Today is Religious Freedom Day, a celebration of one of the powerful and unique freedoms within our nation’s founding and fabric. In 1992, the House and Senate joined together to pass a resolution designating January 16th as Religious Freedom Day. This day is based on the anniversary of the 1786 passage of the Virginia Statute for Religious Freedom, originally authored by Thomas Jefferson. Congress formally recognized that the “Statute of Virginia for Religious Freedom inspired and shaped the guarantees of religious freedom in the First Amendment.”
President George H. W. Bush issued the first proclamation in 1992, noting that “American law and institutions have been shaped by a view of man that recognizes the inherent rights and dignity of individuals.” For the last 24 years, each President has made an annual declaration and encouraged Americans to “observe this day through appropriate events and activities in homes, schools, and places of worship.”
To better understand the Founder’s intent for this precious right, we must return to the actual text of the 1786 statute. Most notably, it reads: “…no man shall be compelled to frequent or support any religious worship, place, or ministry whatsoever, nor shall be enforced …in his body or goods, nor shall otherwise suffer on account of his religious opinions or belief; but that all men shall be free to profess, and by argument to maintain, their opinion in matters of religion, and that the same shall in no wise diminish, enlarge, or affect their civil capacities.”
The Founders understood that there is a direct connection between the prosperity and health of a nation and its respect for human rights and religious freedom. Individual faith grows when people live free of government coercion and control. In America, any person can live their faith or choose to have no faith; in many parts of the world that simple truth is revolutionary. This fundamental right at the core of our nation allows the United States to champion religious freedom around the world.
Our own State Department’s Office of International Religious Freedom appropriately reinforces this value by saying, “Given the U.S. commitment to religious freedom, and to the international covenants that guarantee it as the inalienable right of every human being, the United States seeks to: Promote freedom of religion and conscience throughout the world as a fundamental human right and as a source of stability for all countries.”
Over the last few years, there have been many heated conversations in our own country about the role of religious freedom in our society, like pubic prayer, abortion, college campus organization, religious symbols, and many others. Last summer’s Supreme Court decision affirming the right to live and work in accordance with one’s convictions was contentious, but the High Court reinforced the right of Americans to not just have a faith, but to actually enter the marketplace and practice that faith as well. Religion that is contained only within a church building is a weekend hobby, not a personal faith.
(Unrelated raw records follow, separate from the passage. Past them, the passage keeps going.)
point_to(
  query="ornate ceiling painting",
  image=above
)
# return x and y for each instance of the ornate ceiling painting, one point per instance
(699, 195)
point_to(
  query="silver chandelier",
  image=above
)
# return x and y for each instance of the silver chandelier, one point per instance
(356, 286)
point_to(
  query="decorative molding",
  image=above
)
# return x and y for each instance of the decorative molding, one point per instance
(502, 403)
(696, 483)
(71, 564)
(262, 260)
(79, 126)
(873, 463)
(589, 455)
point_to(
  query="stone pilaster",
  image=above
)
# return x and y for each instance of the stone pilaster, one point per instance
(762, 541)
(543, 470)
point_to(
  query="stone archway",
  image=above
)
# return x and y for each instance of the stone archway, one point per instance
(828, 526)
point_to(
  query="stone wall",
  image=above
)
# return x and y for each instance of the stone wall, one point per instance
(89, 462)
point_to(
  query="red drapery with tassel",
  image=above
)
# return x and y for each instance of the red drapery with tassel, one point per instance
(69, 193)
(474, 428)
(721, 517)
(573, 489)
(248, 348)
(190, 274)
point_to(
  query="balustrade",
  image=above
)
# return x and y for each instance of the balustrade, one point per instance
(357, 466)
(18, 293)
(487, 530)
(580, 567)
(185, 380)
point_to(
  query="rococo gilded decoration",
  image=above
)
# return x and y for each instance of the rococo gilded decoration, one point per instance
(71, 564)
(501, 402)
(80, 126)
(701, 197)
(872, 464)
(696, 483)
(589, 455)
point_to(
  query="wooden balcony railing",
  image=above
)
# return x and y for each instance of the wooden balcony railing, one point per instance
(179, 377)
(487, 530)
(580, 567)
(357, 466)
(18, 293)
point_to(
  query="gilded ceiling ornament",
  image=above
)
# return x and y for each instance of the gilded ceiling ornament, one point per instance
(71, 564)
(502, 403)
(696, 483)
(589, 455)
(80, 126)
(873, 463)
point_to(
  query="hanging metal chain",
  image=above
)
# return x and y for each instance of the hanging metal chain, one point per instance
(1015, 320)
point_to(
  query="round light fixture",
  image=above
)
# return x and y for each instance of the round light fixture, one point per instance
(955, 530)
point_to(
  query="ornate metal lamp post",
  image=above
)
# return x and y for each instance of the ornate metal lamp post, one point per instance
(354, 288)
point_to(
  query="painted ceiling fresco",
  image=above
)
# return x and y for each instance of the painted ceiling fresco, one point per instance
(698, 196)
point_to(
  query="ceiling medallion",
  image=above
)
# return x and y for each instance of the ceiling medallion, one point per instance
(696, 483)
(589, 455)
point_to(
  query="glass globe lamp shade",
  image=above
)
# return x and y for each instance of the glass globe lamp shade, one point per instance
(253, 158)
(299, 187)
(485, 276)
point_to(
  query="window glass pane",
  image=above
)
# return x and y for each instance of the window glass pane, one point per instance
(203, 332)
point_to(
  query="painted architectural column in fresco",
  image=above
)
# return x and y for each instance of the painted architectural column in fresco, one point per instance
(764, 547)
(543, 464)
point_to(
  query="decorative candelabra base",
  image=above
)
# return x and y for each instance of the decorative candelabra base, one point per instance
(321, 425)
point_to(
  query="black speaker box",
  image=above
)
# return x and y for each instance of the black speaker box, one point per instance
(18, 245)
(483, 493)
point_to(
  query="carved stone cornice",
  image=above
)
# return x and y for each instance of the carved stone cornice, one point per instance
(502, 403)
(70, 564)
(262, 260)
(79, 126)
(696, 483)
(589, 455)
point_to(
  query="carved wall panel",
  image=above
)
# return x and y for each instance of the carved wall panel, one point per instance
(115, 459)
Our nation’s Founders fled from a regime of religious persecution, sacrificing their lives to birth a new place of liberty. They not only believed that religious freedom was fundamental to shape this new nation, but that religious freedom was a fundamental human right for all.
As we celebrate and recognize religious freedom today, let us reflect and remember that it has served as an important pillar of this nation from the start. For America to maintain its greatness, Washington must honor and prioritize religious freedom in public policy, as well as in culture. Our nation has not grown past freedom of faith, in many ways we have grown because of our freedom of faith.